UFS Coastal and Applications: A brief history, current status and the path forward

Saeed Moghimi (NOAA)

NOAA’s National Ocean Service (NOS) is partnering with the Oceanic and Atmospheric Research (OAR), National Weather Service (NWS) and coastal ocean modeling community to develop its next generation coastal ocean coupling infrastructure for integration into the NOAA Unified Forecast System portfolio. 

We will share our roadmap and the current status of the development of ufs-coastal-model (i.e. forked from ufs-weather-model) coupling infrastructure and its downstream applications (ufs-coastal-app). The current development team consists of developers from the ESMF/NUOPC team at NCAR and the NOS Storm Surge Modeling Team at the Office of Coast Survey.
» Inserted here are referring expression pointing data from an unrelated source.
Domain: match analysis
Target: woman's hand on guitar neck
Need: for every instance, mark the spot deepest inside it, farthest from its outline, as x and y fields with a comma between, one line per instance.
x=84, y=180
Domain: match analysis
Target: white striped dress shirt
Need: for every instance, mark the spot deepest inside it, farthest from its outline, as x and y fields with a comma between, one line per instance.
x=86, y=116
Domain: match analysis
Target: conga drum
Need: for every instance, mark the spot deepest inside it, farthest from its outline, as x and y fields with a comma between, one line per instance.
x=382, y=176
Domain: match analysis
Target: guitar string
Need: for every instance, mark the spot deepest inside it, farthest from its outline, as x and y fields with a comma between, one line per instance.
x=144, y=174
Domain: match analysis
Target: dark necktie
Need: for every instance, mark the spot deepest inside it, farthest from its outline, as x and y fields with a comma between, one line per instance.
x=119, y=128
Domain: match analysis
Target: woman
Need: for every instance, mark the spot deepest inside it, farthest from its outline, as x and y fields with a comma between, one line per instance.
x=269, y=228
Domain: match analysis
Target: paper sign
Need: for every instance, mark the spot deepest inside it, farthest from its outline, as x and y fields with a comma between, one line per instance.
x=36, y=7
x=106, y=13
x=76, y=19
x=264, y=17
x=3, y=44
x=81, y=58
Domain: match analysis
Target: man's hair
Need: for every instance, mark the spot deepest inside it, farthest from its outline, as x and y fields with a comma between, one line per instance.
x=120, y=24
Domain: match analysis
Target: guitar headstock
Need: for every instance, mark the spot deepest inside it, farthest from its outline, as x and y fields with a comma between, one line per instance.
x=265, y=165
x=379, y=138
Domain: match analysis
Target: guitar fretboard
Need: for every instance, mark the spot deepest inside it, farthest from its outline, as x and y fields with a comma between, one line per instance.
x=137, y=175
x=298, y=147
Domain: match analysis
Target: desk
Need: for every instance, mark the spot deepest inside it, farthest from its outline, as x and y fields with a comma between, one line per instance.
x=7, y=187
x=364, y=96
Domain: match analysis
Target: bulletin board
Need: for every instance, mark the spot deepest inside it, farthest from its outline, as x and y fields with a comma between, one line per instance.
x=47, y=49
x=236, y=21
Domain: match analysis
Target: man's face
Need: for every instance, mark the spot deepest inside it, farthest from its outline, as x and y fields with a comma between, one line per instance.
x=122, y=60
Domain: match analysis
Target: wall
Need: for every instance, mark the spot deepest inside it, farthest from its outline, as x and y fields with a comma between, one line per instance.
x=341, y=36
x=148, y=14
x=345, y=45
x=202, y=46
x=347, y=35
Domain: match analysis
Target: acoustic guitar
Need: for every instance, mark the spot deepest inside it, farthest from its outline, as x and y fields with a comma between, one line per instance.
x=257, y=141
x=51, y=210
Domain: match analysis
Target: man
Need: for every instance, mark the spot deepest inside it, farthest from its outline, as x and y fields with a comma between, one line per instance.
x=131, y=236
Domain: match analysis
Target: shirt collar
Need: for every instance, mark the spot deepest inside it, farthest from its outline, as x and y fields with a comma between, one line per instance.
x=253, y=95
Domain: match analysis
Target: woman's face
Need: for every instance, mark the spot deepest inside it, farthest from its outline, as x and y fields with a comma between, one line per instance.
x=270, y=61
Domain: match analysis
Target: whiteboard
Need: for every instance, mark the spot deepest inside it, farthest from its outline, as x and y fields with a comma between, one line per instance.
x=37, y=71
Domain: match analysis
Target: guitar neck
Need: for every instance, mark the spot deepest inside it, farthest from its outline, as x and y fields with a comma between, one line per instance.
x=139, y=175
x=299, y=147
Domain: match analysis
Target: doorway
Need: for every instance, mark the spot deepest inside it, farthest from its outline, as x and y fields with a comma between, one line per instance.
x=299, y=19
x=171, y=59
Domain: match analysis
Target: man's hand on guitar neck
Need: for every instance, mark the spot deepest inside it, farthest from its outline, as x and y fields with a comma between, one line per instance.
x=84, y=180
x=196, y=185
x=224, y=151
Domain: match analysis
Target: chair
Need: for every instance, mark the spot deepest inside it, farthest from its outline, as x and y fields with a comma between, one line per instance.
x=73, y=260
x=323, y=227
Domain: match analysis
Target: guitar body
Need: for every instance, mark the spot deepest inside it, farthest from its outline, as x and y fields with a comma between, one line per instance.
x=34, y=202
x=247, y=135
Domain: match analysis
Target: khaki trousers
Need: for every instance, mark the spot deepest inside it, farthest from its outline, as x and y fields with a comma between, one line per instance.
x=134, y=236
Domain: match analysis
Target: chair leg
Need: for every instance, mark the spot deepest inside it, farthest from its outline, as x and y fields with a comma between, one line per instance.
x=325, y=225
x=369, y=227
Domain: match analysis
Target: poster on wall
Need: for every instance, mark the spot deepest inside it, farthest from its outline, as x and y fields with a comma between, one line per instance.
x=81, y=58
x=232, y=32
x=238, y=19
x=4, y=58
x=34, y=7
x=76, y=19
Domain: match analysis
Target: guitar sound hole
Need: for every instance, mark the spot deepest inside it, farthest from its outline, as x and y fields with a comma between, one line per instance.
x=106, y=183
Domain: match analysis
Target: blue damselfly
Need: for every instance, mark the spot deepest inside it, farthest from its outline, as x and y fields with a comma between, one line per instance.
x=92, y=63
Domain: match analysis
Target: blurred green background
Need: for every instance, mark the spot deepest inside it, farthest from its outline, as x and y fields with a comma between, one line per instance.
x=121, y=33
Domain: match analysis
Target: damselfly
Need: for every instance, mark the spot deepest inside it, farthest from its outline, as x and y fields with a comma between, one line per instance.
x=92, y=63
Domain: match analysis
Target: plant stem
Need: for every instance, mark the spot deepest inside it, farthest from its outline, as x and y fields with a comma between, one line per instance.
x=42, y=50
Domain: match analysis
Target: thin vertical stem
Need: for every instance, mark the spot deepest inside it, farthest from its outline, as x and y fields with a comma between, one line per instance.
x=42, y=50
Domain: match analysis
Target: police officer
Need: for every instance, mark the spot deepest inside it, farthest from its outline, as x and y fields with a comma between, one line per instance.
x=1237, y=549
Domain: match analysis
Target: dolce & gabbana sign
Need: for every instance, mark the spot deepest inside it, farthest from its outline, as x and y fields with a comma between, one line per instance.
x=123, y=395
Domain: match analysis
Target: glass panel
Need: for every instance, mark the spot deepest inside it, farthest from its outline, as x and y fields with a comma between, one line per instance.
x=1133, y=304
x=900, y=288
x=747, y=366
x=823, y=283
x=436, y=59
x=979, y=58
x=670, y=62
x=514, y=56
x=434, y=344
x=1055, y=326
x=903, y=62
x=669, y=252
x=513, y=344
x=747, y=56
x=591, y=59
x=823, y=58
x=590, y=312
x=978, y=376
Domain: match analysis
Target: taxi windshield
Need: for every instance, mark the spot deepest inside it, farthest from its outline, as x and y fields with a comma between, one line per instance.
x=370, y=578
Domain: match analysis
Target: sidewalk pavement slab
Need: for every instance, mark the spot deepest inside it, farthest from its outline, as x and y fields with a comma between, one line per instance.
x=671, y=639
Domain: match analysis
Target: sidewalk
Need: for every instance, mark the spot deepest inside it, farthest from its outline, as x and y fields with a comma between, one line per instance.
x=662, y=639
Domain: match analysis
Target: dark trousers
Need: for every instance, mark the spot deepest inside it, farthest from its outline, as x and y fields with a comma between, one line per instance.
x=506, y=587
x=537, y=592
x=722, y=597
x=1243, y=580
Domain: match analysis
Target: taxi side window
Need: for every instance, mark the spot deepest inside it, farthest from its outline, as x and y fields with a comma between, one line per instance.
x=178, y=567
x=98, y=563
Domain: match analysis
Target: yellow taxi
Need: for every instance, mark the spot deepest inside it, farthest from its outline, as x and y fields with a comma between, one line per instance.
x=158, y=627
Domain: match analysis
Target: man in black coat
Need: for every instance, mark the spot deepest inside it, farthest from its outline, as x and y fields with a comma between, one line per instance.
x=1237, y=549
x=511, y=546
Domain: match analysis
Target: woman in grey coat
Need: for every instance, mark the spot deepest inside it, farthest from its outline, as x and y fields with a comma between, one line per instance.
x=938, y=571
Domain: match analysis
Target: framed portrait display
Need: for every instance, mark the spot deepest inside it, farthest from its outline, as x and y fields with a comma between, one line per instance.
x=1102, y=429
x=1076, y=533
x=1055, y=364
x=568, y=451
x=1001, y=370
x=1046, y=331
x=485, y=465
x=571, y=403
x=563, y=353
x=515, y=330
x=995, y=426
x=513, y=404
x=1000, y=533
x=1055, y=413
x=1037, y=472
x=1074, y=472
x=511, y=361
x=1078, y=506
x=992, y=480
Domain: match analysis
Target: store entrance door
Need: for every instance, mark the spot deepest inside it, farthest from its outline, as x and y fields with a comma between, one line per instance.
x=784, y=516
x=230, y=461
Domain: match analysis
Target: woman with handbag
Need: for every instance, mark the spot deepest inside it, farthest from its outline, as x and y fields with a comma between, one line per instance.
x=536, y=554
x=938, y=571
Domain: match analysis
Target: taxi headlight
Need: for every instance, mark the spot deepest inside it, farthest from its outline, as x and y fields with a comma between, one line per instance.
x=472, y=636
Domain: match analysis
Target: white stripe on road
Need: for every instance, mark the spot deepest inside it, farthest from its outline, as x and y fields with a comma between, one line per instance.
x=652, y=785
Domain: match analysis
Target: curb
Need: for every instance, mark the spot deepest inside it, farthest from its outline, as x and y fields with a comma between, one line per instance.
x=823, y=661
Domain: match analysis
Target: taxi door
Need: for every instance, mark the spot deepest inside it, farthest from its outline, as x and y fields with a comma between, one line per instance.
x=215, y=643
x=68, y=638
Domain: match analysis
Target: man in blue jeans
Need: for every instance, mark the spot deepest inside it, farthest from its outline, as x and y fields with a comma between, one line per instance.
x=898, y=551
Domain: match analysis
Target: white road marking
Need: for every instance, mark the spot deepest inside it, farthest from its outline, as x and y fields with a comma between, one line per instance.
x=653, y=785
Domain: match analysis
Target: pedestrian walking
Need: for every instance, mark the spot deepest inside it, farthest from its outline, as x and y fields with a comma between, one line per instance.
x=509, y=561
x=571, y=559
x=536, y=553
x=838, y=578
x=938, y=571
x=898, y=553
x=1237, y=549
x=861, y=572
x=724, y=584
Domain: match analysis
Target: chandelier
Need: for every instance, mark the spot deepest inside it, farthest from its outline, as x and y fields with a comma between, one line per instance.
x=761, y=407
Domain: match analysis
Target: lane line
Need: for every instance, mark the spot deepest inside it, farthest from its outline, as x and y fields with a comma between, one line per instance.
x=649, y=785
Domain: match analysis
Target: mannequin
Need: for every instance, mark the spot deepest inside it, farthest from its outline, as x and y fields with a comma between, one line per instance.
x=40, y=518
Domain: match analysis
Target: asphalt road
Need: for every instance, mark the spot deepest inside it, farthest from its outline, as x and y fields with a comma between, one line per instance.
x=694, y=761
Substantial support is also provided by coastal ocean model developers (ROMS, ADCIRC, SCHISM and FVCOM) as well as support from the WaveWatchIII team at NOAA Environmental Modeling Center and US Army Corps of Engineers. In this presentation, we will introduce some of the ongoing and planned ufs-coastal applications.

After completion of his PhD in 2005, Dr. Saeed Moghimi spent four years on an assistant professor position in the Department of Civil Engineering of Arak University. In 2009, he was awarded an Alexander von Humboldt fellowship in Physical Oceanography at the Institute for Baltic Sea Research, Germany. His scientific research on model coupling, water column turbulence and mixing, wave modeling, coastal ocean circulation modeling, wave-current interaction and the use of data assimilation methods for predicting coastal ocean geophysical variables made him one of the few people with this caliber and expertise for tackling coastal modeling related problems.

Currently he serves as the NOAA’s National Ocean Service Storm Surge Modeling Team Lead at the ​Coastal Marine Modeling Branch at CSDL/OCS/NOS/NOAA.  He is leading all related efforts concerning the operational storm surge and tide forecast system capabilities such as: 1) research and development; 2)research-to-operation (R2O); 3) operational support; 4) regular upgrades and maintenance; and 5) skill assessment and dissemination.  He is also leading the development of the next generation NOS’ Coastal Ocean Modeling infrastructure (UFS-Coastal) following the NOAA Unified Forecast System.